Al respecto, la Sala considera que al no existir inhabilidad alguna respecto de los senadores en ejercicio de sus funciones para aspirar a ser Presidente de la República, la consecuencia necesaria y lógica es que puedan hacer campaña con ese objetivo. Adicionalmente, no se puede desconocer que la naturaleza de los miembros de corporaciones públicas es precisamente desarrollar la actividad política, su razón de ser.

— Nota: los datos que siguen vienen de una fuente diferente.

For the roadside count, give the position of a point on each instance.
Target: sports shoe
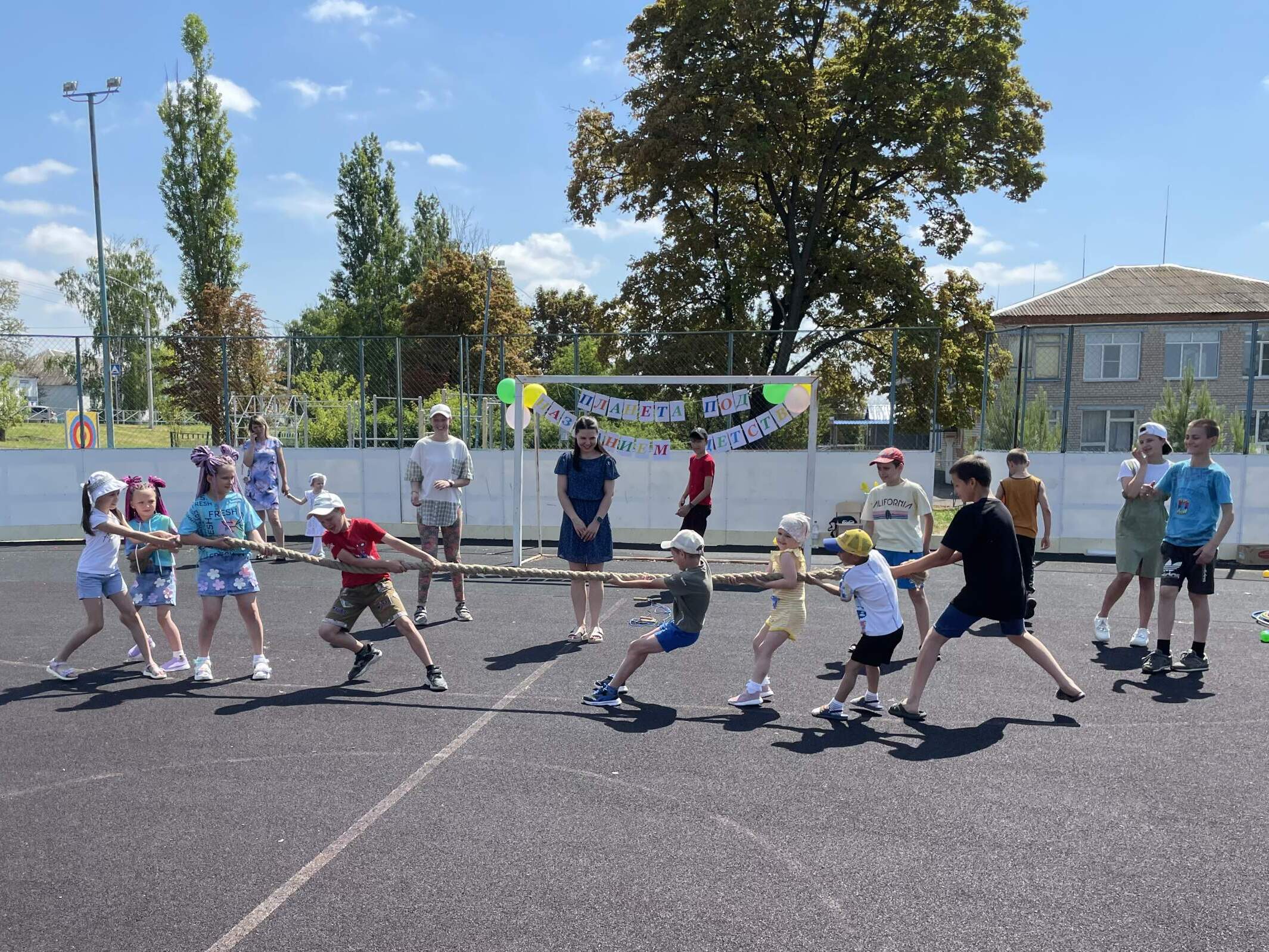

En todo caso, la Sala considera pertinente recordar las disposiciones vigentes sobre participación en política de los servidores públicos para confirmar dicho aserto.

En cuanto a las limitaciones de los servidores públicos para participar en política, el artículo 127 de la Constitución, modificado por el Acto Legislativo No. 2 de 2004, estableció:

“Artículo 1°. Modifícanse los incisos 2° y 3° del artículo 127 de la Constitución Política y adiciónanse dos incisos finales al mismo artículo, así:

A los empleados del Estado que se desempeñen en la Rama Judicial, en los órganos electorales, de control y de seguridad les está prohibido tomar parte en las actividades de los partidos y movimientos y en las controversias políticas, sin perjuicio de ejercer libremente el derecho al sufragio. A los miembros de la Fuerza Pública en servicio activo se les aplican las limitaciones contempladas en el artículo 219 de la Constitución.

Los empleados no contemplados en esta prohibición solo podrán participar en dichas actividades y controversias en las condiciones que señale la Ley Estatutaria.

Cuando el Presidente y el Vicepresidente de la República presenten sus candidaturas, solo podrán participar en las campañas electorales desde el momento de su inscripción. En todo caso dicha participación solo podrá darse desde los cuatro (4) meses anteriores a la fecha de la primera vuelta de la elección presidencial, y se extenderá hasta la fecha de la segunda vuelta en caso de que la hubiere. La Ley Estatutaria establecerá los términos y condiciones en los cuales, antes de ese lapso, el Presidente o el Vicepresidente podrán participar en los mecanismos democráticos de selección de los candidatos de los partidos o movimientos políticos.

Durante la campaña, el Presidente y el Vicepresidente de la República no podrán utilizar bienes del Estado o recursos del Tesoro Público, distintos de aquellos que se ofrezcan en igualdad de condiciones a todos los candidatos. Se exceptúan los destinados al cumplimiento de las funciones propias de sus cargos y a su protección personal, en los términos que señale la Ley Estatutaria.”9.

El artículo transcrito prohíbe de manera expresa la participación en política de los empleados del Estado que se desempeñen en: i) la Rama Judicial, ii) en los órganos electorales, iii) en los órganos de control y iv) en los órganos de seguridad. Sin perjuicio de que puedan ejercer libremente el derecho al sufragio.

Señaló igualmente que los empleados no contemplados en esta prohibición –no incluyó a los congresistas-, solo podrán participar en dichas actividades y controversias en las condiciones que señale la Ley Estatutaria.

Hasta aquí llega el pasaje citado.